Last updated: July 2026

In short: united-domains controls DMARC conveniently via radio buttons in Email security. After this guide you switch DMARC to enforcing safely — and secure unused domains immediately.

Prerequisites

What is DMARC?

DMARC (Domain-based Message Authentication, Reporting & Conformance) defines how mail servers handle mail that doesn’t meet your security policies: it can “still be delivered (p=none), moved to a spam folder (p=quarantine), or no longer be delivered at all (p=reject)”. Technically it’s a TXT record under _dmarc.

Two paths — depending on whether the domain sends

united-domains cleanly separates two cases:

Domains you send NO mail from (including pure brand-protection domains): here you can “create a DMARC entry with the parameter p=reject directly and without further checking”. That’s the best protection against abuse — and explicitly intended for domains “that they don’t actively use at all and have only reserved for brand-protection reasons”. Do this for every parked domain.

Domains you send from: here you must “not set the DMARC entry directly to p=reject” — first all sending systems must be cleanly authenticated. For that, the staggered path below.

Step-by-step guide (sending domains)

1. Start with p=none

Open the Email security page (on the email overview page via the Security button). In the DMARC Management block, set the radio button to DMARC active (p=none) and save. p=none only collects reports (“recommended for the start”), blocks nothing.

2. Store a rua address and analyze reports

Under the radio buttons, enter one or more rua addresses and save. The aggregated reports go to this address. united-domains offers an integrated DMARC management (partner tool) for this — but in principle any DMARC monitoring solution that analyzes rua reports works, e.g. MARCo. Over the next few days you’ll see which systems send via your domain.

3. Configure sending systems cleanly

For each legitimate system (newsletter tool, CRM, ticketing system) you check whether DKIM and SPF are set correctly.

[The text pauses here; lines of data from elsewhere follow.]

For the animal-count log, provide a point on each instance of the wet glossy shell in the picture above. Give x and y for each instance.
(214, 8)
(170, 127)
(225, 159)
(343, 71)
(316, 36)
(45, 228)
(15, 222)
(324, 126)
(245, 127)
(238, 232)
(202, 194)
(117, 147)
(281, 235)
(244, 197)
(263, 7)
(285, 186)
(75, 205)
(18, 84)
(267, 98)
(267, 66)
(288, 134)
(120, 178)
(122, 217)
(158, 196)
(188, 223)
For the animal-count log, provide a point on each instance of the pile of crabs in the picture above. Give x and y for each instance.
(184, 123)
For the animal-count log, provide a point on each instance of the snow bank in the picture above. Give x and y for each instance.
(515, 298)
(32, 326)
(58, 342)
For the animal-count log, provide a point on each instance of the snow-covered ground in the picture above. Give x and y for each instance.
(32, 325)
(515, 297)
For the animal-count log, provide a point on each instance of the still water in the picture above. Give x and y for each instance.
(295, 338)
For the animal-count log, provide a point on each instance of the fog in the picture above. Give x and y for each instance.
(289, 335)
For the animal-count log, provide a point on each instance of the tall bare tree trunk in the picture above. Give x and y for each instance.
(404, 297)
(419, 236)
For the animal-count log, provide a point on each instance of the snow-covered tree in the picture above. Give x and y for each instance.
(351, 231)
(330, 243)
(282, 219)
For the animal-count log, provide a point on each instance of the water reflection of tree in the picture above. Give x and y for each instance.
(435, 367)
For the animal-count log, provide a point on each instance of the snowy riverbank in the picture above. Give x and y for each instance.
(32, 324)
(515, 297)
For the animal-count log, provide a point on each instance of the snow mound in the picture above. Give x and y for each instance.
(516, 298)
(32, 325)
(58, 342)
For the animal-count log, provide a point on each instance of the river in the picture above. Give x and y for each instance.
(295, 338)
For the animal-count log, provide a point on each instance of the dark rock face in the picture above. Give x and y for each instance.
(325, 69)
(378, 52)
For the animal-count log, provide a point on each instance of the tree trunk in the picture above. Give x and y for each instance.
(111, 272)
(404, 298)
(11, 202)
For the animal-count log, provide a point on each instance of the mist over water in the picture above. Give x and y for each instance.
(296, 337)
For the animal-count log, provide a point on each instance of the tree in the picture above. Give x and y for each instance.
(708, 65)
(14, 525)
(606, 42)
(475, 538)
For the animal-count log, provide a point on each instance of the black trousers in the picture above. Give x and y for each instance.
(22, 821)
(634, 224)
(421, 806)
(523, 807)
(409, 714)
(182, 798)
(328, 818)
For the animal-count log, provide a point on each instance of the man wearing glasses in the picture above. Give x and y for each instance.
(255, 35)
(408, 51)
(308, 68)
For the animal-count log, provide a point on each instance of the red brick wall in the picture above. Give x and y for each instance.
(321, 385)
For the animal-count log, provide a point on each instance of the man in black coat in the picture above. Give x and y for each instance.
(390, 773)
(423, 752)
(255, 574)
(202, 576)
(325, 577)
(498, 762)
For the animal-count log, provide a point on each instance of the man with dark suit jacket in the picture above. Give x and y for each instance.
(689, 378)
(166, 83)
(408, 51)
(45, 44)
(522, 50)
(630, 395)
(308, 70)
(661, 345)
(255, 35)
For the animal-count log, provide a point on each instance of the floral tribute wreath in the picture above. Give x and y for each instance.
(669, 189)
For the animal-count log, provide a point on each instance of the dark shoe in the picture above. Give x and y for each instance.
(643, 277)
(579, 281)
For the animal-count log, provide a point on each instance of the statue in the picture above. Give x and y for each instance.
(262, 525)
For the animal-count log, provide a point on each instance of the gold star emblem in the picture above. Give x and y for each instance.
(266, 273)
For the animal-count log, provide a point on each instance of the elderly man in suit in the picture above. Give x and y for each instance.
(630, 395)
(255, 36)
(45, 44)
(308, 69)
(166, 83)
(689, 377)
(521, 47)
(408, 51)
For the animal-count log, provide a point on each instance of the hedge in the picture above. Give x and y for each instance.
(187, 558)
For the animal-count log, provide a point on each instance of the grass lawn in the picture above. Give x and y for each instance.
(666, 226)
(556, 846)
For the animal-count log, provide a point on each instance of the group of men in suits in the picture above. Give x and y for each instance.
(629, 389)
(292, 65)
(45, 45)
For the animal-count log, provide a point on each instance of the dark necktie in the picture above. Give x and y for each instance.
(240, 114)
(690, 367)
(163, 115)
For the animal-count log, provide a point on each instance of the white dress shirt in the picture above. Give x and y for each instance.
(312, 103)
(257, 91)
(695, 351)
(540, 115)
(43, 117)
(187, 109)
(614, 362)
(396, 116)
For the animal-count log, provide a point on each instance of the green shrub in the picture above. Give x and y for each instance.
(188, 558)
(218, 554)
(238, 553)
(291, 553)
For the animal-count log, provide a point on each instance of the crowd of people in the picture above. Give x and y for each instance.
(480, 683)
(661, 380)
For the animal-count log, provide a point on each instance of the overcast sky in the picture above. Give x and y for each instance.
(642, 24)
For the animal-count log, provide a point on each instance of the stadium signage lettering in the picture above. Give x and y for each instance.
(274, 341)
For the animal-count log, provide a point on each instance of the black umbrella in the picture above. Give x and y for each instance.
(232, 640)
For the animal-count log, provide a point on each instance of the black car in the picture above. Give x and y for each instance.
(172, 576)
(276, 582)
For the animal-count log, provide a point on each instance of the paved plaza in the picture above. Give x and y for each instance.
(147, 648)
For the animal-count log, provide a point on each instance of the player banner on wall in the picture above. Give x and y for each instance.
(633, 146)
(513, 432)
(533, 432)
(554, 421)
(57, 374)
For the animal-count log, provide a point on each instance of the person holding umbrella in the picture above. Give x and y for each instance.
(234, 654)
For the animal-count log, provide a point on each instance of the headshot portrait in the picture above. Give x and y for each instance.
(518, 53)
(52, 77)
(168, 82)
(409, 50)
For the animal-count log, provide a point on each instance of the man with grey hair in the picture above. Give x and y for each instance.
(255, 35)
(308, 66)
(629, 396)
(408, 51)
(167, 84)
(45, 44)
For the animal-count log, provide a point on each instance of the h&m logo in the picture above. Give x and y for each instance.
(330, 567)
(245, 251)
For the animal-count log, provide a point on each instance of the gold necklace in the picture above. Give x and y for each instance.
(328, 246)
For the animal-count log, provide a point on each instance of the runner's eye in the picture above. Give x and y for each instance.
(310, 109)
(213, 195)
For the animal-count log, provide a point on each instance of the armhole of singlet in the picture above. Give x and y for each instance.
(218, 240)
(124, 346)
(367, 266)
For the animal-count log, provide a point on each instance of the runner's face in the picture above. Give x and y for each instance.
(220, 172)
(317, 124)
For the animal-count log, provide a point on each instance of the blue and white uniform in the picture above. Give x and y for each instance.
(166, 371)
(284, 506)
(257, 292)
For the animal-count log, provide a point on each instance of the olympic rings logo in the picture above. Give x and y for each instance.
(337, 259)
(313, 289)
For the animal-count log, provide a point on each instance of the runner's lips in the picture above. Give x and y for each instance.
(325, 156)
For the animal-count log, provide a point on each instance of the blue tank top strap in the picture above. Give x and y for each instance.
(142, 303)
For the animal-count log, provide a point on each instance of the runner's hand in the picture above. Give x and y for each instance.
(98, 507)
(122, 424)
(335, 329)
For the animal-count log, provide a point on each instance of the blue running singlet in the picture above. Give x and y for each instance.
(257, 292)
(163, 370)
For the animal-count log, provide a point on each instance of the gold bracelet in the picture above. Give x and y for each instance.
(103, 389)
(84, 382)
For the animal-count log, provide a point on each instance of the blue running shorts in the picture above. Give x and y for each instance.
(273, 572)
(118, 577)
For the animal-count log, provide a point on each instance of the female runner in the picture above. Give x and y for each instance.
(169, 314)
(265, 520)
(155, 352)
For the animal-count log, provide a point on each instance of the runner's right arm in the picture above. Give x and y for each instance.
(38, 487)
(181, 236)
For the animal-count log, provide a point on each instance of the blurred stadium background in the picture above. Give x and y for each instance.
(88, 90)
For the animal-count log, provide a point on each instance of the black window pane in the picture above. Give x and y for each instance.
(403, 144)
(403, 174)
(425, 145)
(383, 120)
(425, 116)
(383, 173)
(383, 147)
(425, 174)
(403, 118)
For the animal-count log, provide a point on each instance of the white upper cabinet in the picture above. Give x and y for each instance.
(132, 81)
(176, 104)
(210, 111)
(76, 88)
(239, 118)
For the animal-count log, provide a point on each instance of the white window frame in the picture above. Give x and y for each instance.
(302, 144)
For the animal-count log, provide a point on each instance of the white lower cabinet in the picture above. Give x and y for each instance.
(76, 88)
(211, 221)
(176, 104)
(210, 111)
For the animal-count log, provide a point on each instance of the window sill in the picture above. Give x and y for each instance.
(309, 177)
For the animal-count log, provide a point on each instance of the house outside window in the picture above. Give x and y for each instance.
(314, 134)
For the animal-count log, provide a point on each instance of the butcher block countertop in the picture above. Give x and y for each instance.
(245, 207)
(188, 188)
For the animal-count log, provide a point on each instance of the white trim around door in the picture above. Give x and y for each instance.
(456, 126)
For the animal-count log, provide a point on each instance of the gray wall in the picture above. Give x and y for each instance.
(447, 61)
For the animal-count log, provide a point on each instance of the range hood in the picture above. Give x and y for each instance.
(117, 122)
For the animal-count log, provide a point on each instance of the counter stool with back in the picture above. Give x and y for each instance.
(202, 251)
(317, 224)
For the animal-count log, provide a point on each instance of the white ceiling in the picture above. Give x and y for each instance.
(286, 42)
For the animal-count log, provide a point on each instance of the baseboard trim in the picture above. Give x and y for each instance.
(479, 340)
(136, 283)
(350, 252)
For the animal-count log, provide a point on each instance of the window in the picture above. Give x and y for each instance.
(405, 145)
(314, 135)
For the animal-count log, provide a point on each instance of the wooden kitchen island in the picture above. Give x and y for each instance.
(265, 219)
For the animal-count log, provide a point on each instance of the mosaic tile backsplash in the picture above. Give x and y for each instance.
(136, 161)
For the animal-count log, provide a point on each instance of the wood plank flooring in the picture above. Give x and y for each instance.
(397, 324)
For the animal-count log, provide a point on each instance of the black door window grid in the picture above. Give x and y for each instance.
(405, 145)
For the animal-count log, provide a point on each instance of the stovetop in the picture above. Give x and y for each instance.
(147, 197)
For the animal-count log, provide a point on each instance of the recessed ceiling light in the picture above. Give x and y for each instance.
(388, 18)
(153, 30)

Either identify unknown sources as forgeries or reconfigure them.

4. Switch to p=reject

As soon as all legitimate systems are clean, set the radio button in the DMARC Management block to DMARC active and secure (p=reject) and save. Conceptually that corresponds to:

v=DMARC1; p=reject; rua=mailto:dmarc@beispiel.de

Verify the result

Check your configuration with the free MXAudit scanner — it shows you the DMARC policy, SPF, and DKIM at a glance.

Common mistakes

Left parked domains unprotected. Those are exactly what attackers like to abuse. Set non-sending domains straight to p=reject.

Sending domain straight to reject. Without a none phase and report analysis you block legitimate systems.

No rua address. Without reports you never see which sources fail.

DMARC without SPF/DKIM. For sending domains both must be correctly in place.